Emily Bold (born 2 March 1980) is a German writer who lives in Bavaria. She writes romantic historical novels and stories for young adults, some of which have been translated into English. She became a best selling author in 2011 with Gefährliche Intrigen (Dangerous Intrigue).

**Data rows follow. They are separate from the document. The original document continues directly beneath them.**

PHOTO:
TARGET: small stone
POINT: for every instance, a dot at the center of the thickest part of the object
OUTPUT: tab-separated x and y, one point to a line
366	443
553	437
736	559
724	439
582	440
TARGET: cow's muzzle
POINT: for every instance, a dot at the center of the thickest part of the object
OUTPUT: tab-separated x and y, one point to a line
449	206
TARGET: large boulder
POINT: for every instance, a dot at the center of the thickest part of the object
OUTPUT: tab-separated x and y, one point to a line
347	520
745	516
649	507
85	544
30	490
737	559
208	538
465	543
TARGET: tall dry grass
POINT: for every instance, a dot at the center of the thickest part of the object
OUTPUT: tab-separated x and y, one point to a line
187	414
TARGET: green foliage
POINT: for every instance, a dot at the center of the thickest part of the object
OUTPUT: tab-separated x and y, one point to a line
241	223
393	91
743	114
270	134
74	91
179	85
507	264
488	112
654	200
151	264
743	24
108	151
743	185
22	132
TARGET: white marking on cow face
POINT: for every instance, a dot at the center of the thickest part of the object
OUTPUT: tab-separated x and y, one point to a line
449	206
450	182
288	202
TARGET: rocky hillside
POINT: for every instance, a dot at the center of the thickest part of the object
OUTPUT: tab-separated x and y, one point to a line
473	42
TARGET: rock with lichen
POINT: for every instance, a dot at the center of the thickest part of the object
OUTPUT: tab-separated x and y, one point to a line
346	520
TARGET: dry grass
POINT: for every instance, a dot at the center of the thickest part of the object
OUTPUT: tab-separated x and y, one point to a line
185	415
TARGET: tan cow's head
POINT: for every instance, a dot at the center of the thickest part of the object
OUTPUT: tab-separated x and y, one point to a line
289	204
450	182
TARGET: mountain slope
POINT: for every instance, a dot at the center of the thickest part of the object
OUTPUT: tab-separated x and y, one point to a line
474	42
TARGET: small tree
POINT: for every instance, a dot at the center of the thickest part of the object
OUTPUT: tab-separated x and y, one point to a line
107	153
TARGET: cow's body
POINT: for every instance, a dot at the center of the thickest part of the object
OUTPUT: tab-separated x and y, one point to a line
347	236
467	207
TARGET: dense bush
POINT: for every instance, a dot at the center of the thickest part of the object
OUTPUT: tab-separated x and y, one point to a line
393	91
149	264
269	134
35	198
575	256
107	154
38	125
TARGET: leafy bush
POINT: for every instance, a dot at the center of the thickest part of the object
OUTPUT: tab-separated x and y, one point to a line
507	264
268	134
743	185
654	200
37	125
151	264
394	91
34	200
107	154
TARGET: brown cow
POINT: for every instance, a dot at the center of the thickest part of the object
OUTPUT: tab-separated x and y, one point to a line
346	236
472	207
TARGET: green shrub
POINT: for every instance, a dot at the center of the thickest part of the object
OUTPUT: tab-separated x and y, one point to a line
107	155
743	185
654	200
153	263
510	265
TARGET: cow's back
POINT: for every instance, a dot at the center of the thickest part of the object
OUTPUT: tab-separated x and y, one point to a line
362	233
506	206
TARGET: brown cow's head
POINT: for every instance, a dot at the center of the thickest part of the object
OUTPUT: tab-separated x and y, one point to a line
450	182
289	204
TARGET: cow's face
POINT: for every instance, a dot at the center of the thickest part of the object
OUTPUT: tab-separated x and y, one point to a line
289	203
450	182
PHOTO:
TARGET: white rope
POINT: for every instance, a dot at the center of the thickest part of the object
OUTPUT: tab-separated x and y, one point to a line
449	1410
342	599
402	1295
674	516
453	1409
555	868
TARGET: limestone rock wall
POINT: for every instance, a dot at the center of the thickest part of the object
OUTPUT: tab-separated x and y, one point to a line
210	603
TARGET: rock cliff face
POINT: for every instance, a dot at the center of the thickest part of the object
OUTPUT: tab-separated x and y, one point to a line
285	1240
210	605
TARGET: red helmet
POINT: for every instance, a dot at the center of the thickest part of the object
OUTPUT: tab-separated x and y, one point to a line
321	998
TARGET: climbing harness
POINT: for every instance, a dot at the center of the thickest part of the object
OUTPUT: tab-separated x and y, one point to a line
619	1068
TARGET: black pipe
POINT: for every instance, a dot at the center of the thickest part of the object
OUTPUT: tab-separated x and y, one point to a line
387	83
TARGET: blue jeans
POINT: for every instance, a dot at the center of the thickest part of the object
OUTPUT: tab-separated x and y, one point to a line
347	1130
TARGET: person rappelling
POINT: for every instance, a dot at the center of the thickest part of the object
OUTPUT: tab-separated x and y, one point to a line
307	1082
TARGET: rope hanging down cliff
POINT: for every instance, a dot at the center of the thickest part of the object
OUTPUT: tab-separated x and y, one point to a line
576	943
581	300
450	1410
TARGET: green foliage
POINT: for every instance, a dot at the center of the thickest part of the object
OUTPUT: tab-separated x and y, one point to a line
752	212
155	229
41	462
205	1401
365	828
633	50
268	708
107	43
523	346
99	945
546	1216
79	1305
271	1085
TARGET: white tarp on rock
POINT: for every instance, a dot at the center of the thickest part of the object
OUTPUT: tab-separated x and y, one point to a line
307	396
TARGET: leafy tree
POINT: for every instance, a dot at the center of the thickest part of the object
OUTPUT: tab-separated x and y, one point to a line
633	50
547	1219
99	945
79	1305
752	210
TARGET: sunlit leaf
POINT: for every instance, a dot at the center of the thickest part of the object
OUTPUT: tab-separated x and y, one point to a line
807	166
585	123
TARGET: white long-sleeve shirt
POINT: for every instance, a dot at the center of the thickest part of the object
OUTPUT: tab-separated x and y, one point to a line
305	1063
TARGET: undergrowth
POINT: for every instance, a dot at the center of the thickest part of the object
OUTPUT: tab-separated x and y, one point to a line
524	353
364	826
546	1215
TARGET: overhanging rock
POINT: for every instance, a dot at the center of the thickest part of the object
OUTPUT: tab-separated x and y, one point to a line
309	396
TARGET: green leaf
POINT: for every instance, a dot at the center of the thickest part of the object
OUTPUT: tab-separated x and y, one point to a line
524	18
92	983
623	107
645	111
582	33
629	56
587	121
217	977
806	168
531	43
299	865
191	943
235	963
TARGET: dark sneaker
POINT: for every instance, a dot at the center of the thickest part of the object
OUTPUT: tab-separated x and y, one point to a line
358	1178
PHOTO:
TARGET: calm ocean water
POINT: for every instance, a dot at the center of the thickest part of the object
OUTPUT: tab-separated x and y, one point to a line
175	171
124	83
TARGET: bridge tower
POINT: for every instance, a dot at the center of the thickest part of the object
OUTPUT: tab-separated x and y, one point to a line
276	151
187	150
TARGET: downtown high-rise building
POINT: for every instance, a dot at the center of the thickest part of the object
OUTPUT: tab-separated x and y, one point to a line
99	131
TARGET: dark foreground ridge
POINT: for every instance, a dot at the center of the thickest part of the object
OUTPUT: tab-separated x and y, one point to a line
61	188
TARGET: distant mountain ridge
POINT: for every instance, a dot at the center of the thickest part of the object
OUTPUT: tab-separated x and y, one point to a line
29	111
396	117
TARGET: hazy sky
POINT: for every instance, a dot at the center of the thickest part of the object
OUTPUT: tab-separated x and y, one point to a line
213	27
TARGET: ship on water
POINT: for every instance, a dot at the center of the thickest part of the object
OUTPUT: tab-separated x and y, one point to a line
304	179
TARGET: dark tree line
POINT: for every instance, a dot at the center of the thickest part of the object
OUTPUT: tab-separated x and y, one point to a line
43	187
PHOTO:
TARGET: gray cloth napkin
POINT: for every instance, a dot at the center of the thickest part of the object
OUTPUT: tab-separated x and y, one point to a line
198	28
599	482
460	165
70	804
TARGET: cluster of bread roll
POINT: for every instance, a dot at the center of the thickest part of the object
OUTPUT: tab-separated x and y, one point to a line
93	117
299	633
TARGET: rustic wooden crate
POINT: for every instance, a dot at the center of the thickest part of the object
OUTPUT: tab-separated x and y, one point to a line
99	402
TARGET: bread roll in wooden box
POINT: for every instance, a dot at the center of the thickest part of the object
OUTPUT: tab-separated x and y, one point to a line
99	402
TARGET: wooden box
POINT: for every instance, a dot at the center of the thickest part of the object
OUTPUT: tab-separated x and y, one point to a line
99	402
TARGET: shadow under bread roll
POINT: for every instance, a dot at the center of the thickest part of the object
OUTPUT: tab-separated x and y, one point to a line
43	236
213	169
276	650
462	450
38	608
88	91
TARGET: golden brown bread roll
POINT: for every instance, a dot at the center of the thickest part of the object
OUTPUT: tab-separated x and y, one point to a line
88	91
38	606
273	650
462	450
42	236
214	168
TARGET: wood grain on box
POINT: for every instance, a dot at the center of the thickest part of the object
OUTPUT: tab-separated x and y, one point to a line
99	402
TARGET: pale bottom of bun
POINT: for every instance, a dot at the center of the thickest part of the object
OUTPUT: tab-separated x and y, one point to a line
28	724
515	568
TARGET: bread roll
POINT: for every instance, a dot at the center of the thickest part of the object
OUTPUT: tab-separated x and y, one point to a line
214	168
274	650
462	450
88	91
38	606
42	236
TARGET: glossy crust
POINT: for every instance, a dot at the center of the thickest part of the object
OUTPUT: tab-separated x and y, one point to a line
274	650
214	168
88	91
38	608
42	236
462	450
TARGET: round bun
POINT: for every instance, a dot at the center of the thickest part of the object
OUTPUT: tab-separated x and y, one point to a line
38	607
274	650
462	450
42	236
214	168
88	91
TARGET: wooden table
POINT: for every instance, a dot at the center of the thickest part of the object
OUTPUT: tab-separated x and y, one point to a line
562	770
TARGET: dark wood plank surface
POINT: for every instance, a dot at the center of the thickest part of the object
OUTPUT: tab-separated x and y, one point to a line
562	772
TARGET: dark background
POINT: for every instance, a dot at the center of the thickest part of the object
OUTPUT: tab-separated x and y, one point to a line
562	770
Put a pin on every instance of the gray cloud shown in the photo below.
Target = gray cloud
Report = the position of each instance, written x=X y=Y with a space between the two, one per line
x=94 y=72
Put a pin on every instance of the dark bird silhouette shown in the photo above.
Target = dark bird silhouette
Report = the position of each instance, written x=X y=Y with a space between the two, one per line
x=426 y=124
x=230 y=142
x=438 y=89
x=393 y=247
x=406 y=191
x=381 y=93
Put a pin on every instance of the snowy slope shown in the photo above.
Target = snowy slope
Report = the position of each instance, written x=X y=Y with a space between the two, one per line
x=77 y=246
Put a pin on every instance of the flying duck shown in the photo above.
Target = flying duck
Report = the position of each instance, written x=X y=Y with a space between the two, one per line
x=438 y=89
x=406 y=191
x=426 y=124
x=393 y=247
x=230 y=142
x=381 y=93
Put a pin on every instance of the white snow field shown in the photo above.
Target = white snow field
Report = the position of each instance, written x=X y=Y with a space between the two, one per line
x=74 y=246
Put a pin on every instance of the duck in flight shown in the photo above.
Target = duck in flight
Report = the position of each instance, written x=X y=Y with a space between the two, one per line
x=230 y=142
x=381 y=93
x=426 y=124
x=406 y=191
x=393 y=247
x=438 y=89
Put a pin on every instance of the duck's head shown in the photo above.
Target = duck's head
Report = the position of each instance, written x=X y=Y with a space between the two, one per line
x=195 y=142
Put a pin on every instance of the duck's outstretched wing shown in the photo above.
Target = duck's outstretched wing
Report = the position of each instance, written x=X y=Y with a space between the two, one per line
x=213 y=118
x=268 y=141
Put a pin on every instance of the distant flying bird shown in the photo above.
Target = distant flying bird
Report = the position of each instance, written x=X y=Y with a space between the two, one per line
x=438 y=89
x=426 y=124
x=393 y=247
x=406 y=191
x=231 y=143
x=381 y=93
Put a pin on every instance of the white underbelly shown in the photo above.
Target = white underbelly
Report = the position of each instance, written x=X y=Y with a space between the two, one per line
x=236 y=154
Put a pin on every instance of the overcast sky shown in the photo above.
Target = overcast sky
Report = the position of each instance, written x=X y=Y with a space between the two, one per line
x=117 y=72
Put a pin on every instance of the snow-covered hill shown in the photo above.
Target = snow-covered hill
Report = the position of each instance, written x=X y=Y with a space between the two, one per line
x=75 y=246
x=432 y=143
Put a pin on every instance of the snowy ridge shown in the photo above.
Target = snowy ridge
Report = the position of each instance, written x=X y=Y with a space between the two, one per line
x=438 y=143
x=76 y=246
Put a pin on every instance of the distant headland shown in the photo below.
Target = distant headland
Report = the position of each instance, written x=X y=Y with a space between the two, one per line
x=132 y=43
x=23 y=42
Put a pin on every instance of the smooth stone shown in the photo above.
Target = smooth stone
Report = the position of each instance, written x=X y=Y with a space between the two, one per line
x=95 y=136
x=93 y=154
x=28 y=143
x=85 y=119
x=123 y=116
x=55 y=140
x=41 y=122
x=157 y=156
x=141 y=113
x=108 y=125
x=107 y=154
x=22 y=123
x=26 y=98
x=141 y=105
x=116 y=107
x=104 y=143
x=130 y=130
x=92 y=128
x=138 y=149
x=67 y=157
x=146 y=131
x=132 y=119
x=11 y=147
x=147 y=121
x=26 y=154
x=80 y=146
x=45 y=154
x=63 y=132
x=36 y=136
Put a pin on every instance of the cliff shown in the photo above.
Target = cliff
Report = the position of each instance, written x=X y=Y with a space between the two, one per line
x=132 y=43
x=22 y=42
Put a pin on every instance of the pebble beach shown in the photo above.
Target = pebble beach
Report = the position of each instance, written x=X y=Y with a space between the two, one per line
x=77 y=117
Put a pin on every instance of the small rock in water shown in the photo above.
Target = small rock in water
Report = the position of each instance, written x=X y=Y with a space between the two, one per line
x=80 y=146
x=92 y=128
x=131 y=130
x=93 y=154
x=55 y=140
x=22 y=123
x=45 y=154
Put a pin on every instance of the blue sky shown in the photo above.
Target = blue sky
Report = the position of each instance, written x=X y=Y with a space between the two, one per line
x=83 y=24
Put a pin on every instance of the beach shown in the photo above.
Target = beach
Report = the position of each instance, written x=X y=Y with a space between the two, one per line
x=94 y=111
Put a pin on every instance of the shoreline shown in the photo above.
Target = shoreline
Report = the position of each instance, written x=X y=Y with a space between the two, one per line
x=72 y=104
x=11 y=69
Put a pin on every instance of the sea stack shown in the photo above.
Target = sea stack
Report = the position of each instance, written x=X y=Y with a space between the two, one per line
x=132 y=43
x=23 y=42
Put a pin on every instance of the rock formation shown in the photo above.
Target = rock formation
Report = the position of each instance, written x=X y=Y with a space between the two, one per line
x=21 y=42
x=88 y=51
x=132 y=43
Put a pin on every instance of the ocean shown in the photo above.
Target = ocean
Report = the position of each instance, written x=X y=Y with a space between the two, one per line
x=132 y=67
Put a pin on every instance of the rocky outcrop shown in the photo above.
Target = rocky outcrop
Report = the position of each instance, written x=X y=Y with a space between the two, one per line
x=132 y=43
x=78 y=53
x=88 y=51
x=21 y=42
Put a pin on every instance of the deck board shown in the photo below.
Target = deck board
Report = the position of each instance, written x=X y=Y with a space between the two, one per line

Bold has been writing novels since 2008. In May 2011, she published her first novel, Gefährliche Intrigen, on Kindle. As a result, it soon became a best seller. Her other works are also available as eBooks as well as paperbacks. When publishing on Kindle, she handles all the formatting and cover design herself. She also makes use of Facebook and other social media sites to promote the marketing of her works.

==Works==

===English translations===
- The Curse: Touch of Eternity (The Curse Series), Skyscape, 2013
- The Curse: Breath of Yesterday (The Curse Series Book 2), Skyscape, 2014
- Midnight Kisses (Midnight Series Book 1), Amazon Digital Services
- Midnight Tears (Midnight Series Book 2), Amazon Digital Services
- Midnight Dreams (Midnight Series Book 3), Amazon Digital Services

=== Windham Series ===
1. Vergessene Küsse. 2012, ISBN 978-1-4811-5442-0.
2. Verborgene Tränen. 2013, ISBN 978-1-4823-8986-9.
3. Verlorene Träume. 2013, ISBN 978-1-4848-4780-0.

=== The Curse ===
1. Vanoras Fluch. 2012, ISBN 978-1-4776-7860-2.
2. Im Schatten der Schwestern. 2012, ISBN 978-1-4792-9746-7.
3. Das Vermächtnis. 2013, ISBN 978-1-4923-7673-6.

=== The Darkest Red===
1. Aus Nebel geboren. 2013, ISBN 978-1-4947-1034-7.
2. Von Flammen verzehrt. 2014, ISBN 978-1-4953-8785-2.
3. Im Dunkel verborgen. 2014, ISBN 978-3-8450-1479-1.

=== Other works ===
- Blacksoul – In den Armen des Piraten. 2012, ISBN 978-1-4775-8352-4.
- Gefährliche Intrigen. 2012, ISBN 978-1-4775-8864-2.
- Mitternachtsfalke – Auf den Schwingen der Liebe. 2012, ISBN 978-1-4775-9369-1.
- Zwei Seelen. 2012.
- Klang der Gezeiten. 2014, ISBN 978-1-4778-2458-0.